Department of Justice
Atlantic County Man Sentenced to 37 Months in Prison for Health Care Fraud Conspiracy Targeting State Health Benefits Programs
CAMDEN, N.J. – An Atlantic County man was sentenced today to 37 months for his role in defrauding New Jersey state and local health benefits programs and other insurers by submitting fraudulent claims for medically unnecessary prescriptions, Attorney for the United State Vikas Khanna announced.
Brian Pugh, 45, of Absecon, New Jersey, previously pleaded guilty before U.S. District Judge Robert B. Kugler to a superseding information charging him with one count of conspiring to defraud a health care benefits program. Judge Kugler imposed the sentence today in Camden federal court.
According to documents in this matter and statements made in court:
Pugh was part of a criminal conspiracy in which state and local government employees were recruited and compensated to receive medically unnecessary compound prescription medications.
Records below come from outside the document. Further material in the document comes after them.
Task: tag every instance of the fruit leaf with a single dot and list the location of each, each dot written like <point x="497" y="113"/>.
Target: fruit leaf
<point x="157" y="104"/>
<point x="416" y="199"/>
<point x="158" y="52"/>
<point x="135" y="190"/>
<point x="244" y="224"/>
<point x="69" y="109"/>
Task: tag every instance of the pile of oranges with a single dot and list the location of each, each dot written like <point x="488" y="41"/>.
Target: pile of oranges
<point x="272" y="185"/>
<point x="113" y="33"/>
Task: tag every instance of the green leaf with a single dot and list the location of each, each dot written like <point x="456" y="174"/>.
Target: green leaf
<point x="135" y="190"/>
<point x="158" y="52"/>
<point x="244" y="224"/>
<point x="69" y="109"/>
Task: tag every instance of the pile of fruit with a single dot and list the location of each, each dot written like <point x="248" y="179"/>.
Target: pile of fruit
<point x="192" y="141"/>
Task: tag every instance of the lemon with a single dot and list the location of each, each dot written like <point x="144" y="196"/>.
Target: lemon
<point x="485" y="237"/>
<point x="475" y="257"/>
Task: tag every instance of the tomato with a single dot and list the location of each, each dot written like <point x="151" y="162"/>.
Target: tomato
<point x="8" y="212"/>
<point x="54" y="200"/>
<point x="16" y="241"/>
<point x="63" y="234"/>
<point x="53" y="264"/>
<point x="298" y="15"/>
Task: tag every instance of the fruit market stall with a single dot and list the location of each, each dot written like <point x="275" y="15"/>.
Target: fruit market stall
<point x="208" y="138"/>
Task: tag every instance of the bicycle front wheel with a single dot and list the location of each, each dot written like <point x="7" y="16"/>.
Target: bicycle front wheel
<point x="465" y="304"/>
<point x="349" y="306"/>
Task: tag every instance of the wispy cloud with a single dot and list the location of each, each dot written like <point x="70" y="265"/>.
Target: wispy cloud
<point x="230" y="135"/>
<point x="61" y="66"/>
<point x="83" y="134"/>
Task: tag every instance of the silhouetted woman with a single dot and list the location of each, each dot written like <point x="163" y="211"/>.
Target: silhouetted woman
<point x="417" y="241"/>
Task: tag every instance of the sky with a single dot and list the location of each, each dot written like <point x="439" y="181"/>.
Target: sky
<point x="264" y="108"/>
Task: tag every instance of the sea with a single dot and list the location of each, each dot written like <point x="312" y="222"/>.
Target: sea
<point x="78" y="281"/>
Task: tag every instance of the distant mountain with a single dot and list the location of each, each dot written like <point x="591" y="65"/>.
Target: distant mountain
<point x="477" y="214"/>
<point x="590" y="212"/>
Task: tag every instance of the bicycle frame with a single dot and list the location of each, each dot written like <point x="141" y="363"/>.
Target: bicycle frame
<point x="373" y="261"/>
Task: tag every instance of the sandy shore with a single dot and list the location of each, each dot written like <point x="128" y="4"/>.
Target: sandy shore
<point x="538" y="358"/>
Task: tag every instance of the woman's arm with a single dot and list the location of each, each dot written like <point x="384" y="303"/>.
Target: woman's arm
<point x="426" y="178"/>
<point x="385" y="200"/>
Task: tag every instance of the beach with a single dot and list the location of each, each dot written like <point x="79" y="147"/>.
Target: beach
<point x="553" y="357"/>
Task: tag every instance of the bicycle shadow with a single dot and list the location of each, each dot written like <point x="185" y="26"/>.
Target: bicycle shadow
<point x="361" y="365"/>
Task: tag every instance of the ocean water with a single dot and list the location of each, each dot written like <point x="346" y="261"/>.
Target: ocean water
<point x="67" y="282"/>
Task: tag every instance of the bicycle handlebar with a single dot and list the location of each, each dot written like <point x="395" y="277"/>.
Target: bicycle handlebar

Pugh and his conspirators defrauded New Jersey health benefits programs and other insurers of more than $50 million. Pugh directly caused the pharmacy benefits administrator to pay more than $1.4 million for medically unnecessary compound prescription medications for individuals he recruited into the scheme, and he received more than $430,000 in the conspiracy.
In addition to the prison term, Judge Kugler sentenced Pugh to three years of supervised release and ordered restitution of more than $1.4 million and forfeiture of $437,604.
Attorney for the United States Khanna credited special agents of the FBI’s Atlantic City Resident Agency, under the direction of Special Agent in Charge James E. Dennehy in Newark; special agents of IRS - Criminal Investigation, under the direction of Acting Special Agent in Charge Tammy Tomlins in Newark; and the U.S. Department of Labor Office of Inspector General, New York Region, under the direction of Special Agent in Charge Jonathan Mellone, with the investigation leading to today’s sentencing.
The government is represented by Assistant U.S. Attorneys Christina O. Hud, Acting Chief of the Health Care Fraud Unit; R. David Walk Jr., Chief of the Opioid Abuse Prevention & Enforcement Unit; and Desiree L. Grace, Deputy Chief of the Criminal Division.